If Washington were the target of a ''shock and awe'' campaign, the US Capitol would now be rubble, along with that entire parade of becolumned federal buildings astride seven blocks of Pennsylvania Avenue. The White House a smoldering ruin (like Camp David -- and the Bush ranch house in Crawford, Texas). The Pentagon a fetid sinkhole, in-rushing waters of the adjacent Potomac River having snuffed the burning abyss. The vice president's residence at the head of Embassy Row in ruins. Bolling Air Force Base and Andrews Air Force Base on the Maryland side of the Potomac aflame. Fort Myers and the Navy Annex on the ridge of Arlington, Fort McNair in Southwest Washington and the Marine Barracks in Southeast, the Naval Hospital in Bethesda, and Walter Reed Hospital in far Northwest -- all on fire. CIA headquarters in McLean, Va., a smoking scar on the landscape.

Such is a ''limited'' campaign, targets chosen ''humanely'' according to a strategy of ''decapitation.'' We can leave until later the question of who and how many are dead and wounded.

And what, exactly, would justify such destruction? What would make it an act of virtue? And is it possible to imagine that such violence could be wreaked in a spirit of cold detachment, by controllers sitting at screens dozens, hundreds, even thousands of miles distant? And in what way would such ''decapitation'' spark in the American people anything but a horror to make memories of 9/11 seem a pleasant dream? If our nation, in other words, were on its receiving end, illusions would lift and we would see ''shock and awe'' for exactly what it is -- terrorism pure and simple.

American broadcasts are full, already, of the language of glory and eventual triumph.

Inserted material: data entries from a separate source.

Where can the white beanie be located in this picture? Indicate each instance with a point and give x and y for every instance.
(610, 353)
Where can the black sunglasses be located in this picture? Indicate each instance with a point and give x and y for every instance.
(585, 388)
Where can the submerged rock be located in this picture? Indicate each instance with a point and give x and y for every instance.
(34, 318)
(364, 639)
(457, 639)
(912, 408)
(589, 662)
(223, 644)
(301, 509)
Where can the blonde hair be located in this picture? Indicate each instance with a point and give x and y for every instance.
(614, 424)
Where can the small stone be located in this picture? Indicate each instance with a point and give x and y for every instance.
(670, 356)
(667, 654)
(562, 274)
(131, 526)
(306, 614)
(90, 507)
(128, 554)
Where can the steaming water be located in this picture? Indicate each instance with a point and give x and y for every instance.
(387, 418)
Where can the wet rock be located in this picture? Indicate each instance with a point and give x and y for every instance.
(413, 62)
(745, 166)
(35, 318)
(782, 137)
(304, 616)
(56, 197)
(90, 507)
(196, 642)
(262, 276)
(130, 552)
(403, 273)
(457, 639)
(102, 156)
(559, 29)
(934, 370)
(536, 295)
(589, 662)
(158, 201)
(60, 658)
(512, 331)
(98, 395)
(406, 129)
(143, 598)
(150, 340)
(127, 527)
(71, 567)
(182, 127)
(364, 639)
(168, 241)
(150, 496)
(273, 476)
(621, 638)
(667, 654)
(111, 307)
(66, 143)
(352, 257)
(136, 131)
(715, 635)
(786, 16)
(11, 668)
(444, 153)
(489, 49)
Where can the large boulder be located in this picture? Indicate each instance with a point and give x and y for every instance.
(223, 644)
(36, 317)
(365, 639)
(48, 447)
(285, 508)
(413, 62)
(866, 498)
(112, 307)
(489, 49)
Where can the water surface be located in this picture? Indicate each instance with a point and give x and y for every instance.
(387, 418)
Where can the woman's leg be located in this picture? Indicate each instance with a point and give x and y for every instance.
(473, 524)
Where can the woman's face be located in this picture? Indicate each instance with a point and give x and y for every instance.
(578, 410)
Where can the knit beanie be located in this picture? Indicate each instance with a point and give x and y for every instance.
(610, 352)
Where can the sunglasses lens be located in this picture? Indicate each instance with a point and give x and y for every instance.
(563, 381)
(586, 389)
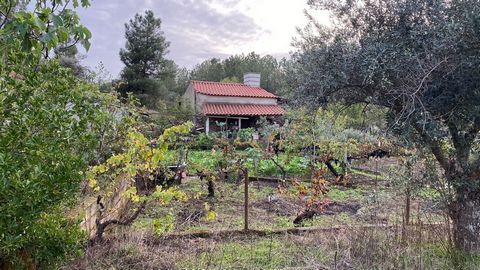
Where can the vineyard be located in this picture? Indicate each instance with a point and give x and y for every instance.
(354, 145)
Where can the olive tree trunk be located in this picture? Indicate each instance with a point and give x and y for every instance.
(465, 215)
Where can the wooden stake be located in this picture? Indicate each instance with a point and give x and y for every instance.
(245, 174)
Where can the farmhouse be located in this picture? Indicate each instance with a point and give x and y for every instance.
(232, 106)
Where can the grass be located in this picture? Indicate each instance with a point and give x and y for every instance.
(416, 248)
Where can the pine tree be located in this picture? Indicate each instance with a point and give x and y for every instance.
(147, 73)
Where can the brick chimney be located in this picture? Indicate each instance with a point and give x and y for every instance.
(252, 79)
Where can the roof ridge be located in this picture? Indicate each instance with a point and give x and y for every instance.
(223, 83)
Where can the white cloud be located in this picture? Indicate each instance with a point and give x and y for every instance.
(198, 29)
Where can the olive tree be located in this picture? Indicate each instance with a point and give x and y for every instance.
(420, 59)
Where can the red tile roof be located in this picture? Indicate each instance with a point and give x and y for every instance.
(230, 89)
(242, 109)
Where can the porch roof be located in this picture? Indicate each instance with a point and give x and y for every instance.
(242, 109)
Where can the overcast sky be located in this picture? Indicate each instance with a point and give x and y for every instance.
(196, 29)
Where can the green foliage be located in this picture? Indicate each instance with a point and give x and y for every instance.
(52, 24)
(147, 74)
(51, 128)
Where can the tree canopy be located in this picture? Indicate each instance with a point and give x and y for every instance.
(420, 60)
(147, 73)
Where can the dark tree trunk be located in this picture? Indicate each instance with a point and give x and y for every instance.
(211, 188)
(407, 206)
(465, 214)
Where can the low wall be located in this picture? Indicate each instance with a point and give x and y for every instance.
(114, 207)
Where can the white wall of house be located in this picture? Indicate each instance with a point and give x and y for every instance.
(189, 98)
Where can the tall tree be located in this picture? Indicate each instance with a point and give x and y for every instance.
(419, 59)
(147, 73)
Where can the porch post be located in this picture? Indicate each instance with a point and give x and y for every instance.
(207, 125)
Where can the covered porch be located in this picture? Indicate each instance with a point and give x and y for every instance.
(234, 117)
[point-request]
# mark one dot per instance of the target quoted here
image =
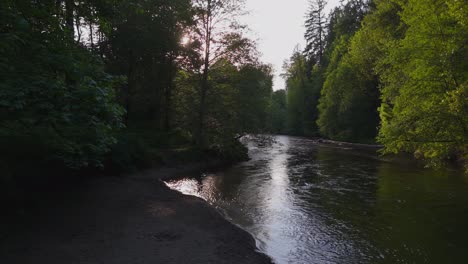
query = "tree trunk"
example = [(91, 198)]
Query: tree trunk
[(69, 17)]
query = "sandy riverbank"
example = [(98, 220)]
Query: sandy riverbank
[(133, 219)]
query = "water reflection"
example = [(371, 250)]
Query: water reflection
[(307, 203)]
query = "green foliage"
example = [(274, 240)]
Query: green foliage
[(425, 105), (302, 96), (278, 112), (54, 94)]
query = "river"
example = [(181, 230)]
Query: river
[(310, 203)]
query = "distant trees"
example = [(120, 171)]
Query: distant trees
[(57, 101), (388, 71), (219, 37), (315, 34), (82, 79), (425, 82), (302, 96)]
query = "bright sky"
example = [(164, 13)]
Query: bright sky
[(278, 26)]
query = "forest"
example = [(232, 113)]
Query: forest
[(391, 72), (119, 84)]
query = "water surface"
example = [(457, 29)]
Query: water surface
[(309, 203)]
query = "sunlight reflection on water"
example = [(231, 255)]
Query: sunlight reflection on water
[(306, 203)]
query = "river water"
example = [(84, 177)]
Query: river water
[(309, 203)]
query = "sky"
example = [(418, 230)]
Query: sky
[(278, 27)]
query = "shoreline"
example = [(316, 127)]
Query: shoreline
[(131, 219)]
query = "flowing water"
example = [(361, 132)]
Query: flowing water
[(309, 203)]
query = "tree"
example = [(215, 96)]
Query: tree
[(278, 112), (219, 37), (424, 94), (350, 96), (302, 95), (56, 101), (315, 31)]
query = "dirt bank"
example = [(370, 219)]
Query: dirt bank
[(134, 219)]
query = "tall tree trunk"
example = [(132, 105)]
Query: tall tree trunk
[(129, 88), (204, 82), (168, 96)]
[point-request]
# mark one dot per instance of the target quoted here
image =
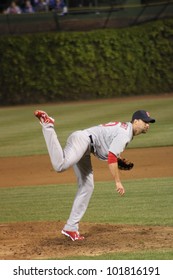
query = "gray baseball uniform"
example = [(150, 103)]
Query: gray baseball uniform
[(99, 140)]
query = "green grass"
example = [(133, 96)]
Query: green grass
[(21, 134), (164, 254), (147, 202)]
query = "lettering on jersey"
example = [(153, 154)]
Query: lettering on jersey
[(124, 125), (110, 124)]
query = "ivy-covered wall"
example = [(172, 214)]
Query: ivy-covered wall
[(68, 66)]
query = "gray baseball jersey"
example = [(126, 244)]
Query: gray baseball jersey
[(113, 137)]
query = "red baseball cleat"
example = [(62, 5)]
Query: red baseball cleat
[(43, 117), (74, 235)]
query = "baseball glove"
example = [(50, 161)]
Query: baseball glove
[(124, 164)]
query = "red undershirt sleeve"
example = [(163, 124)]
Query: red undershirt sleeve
[(111, 158)]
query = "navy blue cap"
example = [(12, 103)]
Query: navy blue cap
[(142, 115)]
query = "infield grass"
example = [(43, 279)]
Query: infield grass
[(21, 133), (147, 202)]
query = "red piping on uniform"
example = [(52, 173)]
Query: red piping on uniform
[(112, 158)]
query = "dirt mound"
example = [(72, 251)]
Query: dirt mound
[(43, 240)]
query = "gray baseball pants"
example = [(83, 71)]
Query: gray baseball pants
[(76, 154)]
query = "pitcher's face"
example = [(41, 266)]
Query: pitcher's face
[(139, 126)]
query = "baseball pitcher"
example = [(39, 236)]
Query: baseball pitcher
[(106, 142)]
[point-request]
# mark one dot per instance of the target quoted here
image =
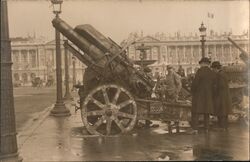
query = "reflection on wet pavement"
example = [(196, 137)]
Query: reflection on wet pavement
[(66, 140)]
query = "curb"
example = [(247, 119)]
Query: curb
[(32, 125)]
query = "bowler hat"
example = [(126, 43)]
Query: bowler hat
[(205, 60), (216, 64), (169, 67)]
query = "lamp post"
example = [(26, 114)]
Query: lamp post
[(74, 70), (8, 141), (59, 108), (202, 30), (210, 55), (67, 95)]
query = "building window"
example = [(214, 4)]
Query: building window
[(24, 77), (155, 53), (188, 56), (41, 58), (226, 53), (218, 52), (24, 56), (16, 77), (33, 58), (15, 57), (196, 54)]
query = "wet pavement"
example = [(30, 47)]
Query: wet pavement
[(64, 139)]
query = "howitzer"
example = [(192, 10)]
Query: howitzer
[(106, 59), (115, 94), (243, 55)]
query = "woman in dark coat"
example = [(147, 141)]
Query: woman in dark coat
[(223, 102), (203, 89)]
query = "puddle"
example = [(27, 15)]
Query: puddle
[(206, 153)]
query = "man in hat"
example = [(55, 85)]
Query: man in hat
[(222, 96), (203, 89), (172, 85)]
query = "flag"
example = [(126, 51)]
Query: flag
[(210, 15)]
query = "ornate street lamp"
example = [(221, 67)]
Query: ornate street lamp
[(67, 95), (57, 6), (59, 108), (74, 70), (8, 141), (202, 30), (210, 55)]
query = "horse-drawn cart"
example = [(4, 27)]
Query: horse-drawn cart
[(116, 95)]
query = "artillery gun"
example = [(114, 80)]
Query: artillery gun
[(238, 83), (238, 76), (115, 94)]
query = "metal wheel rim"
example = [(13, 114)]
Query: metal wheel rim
[(110, 112)]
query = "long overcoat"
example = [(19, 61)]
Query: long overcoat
[(203, 90), (223, 101)]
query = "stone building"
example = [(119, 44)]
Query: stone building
[(35, 57), (186, 50)]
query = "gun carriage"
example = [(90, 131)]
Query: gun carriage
[(116, 95)]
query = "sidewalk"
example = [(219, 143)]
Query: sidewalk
[(61, 139)]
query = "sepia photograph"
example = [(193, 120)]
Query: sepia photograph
[(124, 80)]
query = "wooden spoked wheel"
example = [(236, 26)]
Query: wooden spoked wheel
[(109, 110)]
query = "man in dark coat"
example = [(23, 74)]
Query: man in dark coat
[(203, 89), (222, 102)]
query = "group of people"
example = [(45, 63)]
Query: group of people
[(210, 95), (169, 87)]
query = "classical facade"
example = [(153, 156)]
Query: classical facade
[(33, 57), (186, 50)]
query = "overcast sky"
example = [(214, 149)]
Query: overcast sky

But the firmness of assertion suggests uncertainty. Are we the new masters of morality, imposing our order on a world that will someday be grateful? Are we victors, at last, over self-deceit and pride, crushing opposition only because it forces us to? Have we overcome the tragic momentum of mechanized violence so that at last it can be used humanely?

If so, the glory and triumph are right and just. If not, then when the clouds of illusion finally do lift, our claims will be seen for what they are: vainglory and triumphalism.